You can probably then avoid the switch to a model twice as expensive by that knowledge and management of what you are sending.
tiktoken is a fast open-source tokenizer by OpenAI.
Given a text string (e.g.,
"tiktoken is great!") and an encoding (e.g.,
"cl100k_base"), a tokenizer can split the text string into a list of tokens (e.g.,
["t", "ik", "token", " is", " great", "!"]).
Splitting text strings into tokens is useful because GPT models see text in the form of tokens. Knowing how many tokens are in a text string can tell you (a) whether the string is too long for a text model to process and (b) how much an OpenAI API call costs (as usage is priced by token).
I have already been using tiktoken to count tokens, but it hasn’t been working for me. How can I do this with API functions?
Are you using it’s ability to count tokens, seen in OpenAI cookbook examples and on github documentation. Does it count tokens of text correctly in your implementation?

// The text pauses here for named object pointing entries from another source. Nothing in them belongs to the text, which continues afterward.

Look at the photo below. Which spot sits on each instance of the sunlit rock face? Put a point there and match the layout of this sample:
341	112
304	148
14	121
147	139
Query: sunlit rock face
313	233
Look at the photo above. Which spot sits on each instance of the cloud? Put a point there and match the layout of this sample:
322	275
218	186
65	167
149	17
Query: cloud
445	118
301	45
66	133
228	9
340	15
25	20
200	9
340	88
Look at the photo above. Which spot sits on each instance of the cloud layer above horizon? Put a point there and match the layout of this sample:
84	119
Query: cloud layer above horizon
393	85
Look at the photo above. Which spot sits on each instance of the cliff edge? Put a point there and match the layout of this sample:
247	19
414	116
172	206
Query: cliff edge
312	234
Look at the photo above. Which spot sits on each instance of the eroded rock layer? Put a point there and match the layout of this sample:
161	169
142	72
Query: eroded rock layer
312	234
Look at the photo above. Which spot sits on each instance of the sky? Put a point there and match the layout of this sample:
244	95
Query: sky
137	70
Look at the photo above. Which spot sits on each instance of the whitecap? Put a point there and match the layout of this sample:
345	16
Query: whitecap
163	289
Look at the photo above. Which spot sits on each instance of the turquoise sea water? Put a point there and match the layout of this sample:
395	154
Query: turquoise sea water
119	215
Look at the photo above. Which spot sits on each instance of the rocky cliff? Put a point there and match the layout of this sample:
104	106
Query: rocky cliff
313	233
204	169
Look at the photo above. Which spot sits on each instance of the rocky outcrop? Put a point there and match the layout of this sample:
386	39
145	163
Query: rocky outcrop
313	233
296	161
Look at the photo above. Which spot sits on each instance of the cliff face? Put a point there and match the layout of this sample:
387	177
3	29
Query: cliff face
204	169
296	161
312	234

If so, you just need to manage what you send, by improving the metadata of any type of information sent, and basing sending on counting tokens.

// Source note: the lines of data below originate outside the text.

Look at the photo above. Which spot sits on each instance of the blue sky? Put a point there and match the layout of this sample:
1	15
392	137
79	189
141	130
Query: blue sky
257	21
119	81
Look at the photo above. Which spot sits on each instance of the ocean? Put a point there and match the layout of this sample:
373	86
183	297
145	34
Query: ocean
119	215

For example, when you have stored the token size of every user input prompt and every AI response alongside every entry in conversation history, you can use that information to decide how many past turns will fit into a limited space that you’ve allocated for chat history.
I already do this, and it worked perfectly without functions.
Then you can do two things:
- Measure the size of the functions. Call twice with the same input but with and without the function included. See the difference in input tokens in the API response.
- Count the tokens that go in the “function” role message where the function return is then inserted in the prior conversation and input.
The actual solution is quite a bit more complex. Turns out OpenAI converts the function definations to Typescript functions in the backend which is what makes up the token usage. Figured out by a user named hmarr.
Anyway if you are using the python api I have made python version of hmarrs original typescript code. GitHub - Reversehobo/openai-function-tokens: Predict the exact openai token usage of functions
It has returned the exact correct token count for messages and functions every single time during my testing.